Mr Chambers believes Ms de St Croix and Fairley-Jones are the same person. He has matched errors in Ms de St Croix's emails to those in the Fairley-Jones emails. "She can't even spell right. Her grammar is appalling."
Ms de St Croix confirmed Fairley-Jones was acting for her. "He's a mate of mine," she says, based "somewhere in London" and a retired Queen's Counsel. She was unable to supply contact details, other than his Gmail address. It's more curious there is no Rupert Fairley-Jones on the roll of barristers and solicitors for the United Kingdom and his sparse LinkedIn page describes him as a "Queens Council". Other than the misspelled LinkedIn page, there is no other sign of Fairley-Jones existing - anywhere.
Told of his lack of profile, Ms de St Croix explained he was someone her husband knew "through Interpol". "He might be a bit hidden" and possibly "goes under another thing".
Ms de St Croix was unable to say if Fairley-Jones would appear on her behalf when she next goes to court on January 20 with her neighbours.
Again, the year begins with a fence dispute. This time, she wants a two-metre-high fence between the drive she shares with the Hendersons and Mr Chambers and the neighbouring shared driveway.
Mr Henderson: "Four out of five neighbours don't want a two-metre-high fence." Mrs Henderson: "We don't want it looking like a gang headquarters."
Is there a solution? Probably not in the matter of the money owed to Mr Henderson. He racked up quite a bill defending himself against the restraining order claims - $21,000. It wasn't all his own work. Ms de St Croix gave the Herald a bag of paperwork related to the dispute, with an invitation to dig through it. In it was a copy of an email sent to Mr Henderson's lawyer on the eve of the hearing, asking a string of questions about evidence to be given.
It was forwarded from Ms de St Croix's email address to one used by her husband, with the note: "What do you think(.) give him something to do today(.) charge those hours up."

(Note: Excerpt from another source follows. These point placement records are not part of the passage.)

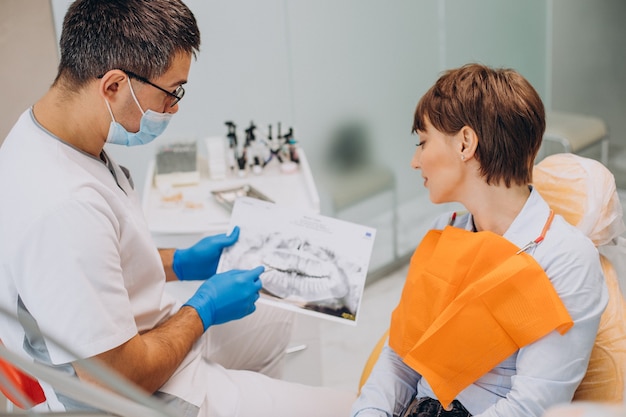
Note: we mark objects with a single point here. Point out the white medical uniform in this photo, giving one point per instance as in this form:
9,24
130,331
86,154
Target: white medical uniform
77,259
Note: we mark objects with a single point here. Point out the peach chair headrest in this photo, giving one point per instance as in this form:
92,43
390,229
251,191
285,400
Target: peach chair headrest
583,191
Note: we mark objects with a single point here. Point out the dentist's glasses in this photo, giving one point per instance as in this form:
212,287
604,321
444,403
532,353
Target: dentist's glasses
175,95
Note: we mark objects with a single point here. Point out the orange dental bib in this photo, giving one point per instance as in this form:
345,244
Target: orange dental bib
470,302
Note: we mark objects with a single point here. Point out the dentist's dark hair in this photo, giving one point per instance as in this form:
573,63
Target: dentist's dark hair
141,36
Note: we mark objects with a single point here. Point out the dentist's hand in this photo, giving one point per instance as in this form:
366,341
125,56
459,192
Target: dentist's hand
200,261
227,296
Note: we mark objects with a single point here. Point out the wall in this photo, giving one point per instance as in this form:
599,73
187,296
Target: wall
29,56
320,65
589,67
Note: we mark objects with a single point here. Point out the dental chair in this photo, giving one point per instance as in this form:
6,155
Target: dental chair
583,191
18,387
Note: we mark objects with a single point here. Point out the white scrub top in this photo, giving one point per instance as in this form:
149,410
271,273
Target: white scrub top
76,254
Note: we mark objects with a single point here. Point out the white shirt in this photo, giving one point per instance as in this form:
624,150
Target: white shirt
75,249
537,376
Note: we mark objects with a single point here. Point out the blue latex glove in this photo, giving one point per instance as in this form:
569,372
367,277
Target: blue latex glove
227,296
200,261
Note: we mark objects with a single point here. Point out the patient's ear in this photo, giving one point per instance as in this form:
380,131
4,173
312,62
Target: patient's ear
469,142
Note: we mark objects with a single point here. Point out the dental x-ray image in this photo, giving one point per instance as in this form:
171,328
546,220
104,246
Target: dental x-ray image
313,264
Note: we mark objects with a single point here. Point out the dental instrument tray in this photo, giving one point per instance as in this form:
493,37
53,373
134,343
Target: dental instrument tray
227,197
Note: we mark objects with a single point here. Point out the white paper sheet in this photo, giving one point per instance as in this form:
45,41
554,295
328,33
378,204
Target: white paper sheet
314,264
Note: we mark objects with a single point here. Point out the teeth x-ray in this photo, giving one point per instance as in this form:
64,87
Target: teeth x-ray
312,262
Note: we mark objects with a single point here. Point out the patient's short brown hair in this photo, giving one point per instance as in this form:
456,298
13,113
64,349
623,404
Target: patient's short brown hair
502,108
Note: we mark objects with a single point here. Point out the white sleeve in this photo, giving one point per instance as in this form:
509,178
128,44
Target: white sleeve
550,370
71,280
389,388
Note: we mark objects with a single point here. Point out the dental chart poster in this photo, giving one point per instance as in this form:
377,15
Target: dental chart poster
314,264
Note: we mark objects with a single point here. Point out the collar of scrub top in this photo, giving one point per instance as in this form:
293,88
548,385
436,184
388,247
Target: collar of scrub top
540,238
530,244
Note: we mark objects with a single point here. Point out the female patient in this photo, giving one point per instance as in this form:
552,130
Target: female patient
501,303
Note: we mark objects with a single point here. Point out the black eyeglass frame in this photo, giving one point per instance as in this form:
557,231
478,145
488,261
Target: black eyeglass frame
177,94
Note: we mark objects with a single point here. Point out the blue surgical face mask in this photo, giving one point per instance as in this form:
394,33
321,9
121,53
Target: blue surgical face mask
152,124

I feel like a prisoner in my own home.
Ms de St Croix, having lost the case, says she won't be paying the costs awarded against her. She's seeking a "No Asset Procedure" - a baby bankruptcy for someone with no assets and no means of paying debts under $40,000. With the house in trust, no income and a family trust, there's nothing to seize.
Mr Henderson bemoans the fact, and the next looming chapter. "I still haven't got my money."
He stops, as he moves about looking through papers associated with the ongoing dispute. "I'll be honest with you. It did get to me."
Mr Chambers: "Neville feels like a prisoner." Mr Henderson told the judge that. "That's what I told Nevin Dawson - I feel like a prisoner in my own home."
Mr Chambers was out cleaning the roof the other day and Ted was charging around next door having a bark. "This cocker spaniel, a big bastard, If he could have climbed up and torn my arm off, he would have. In the end I squirted him with water, and I'll continue to do so."
He wants the dog permit rescinded, he says, as do others living next to Ms de St Croix. If Auckland Council had asked in the first place, they would have spoken against the permit.
"She's the ultimate neighbour from hell," Mr Chambers said. "You're always feeling on edge. If she moved, that would be the ideal situation.
"Why can't people just learn to get on and live with people. We all get on famously - except her. It's either we move, all five of us, or she moves."
An Auckland Council spokeswoman confirmed the permit would be reviewed once the police investigation is completed. She said it was believed it was the first time the council had made such a complaint about a dog permit.
Councillor Lee, who lives over Ms de St Croix's side fence, says he has had nothing to do with the council's actions. He's reluctant to comment on any aspect of the dispute, having not lived in his home for the past year while building works are carried out.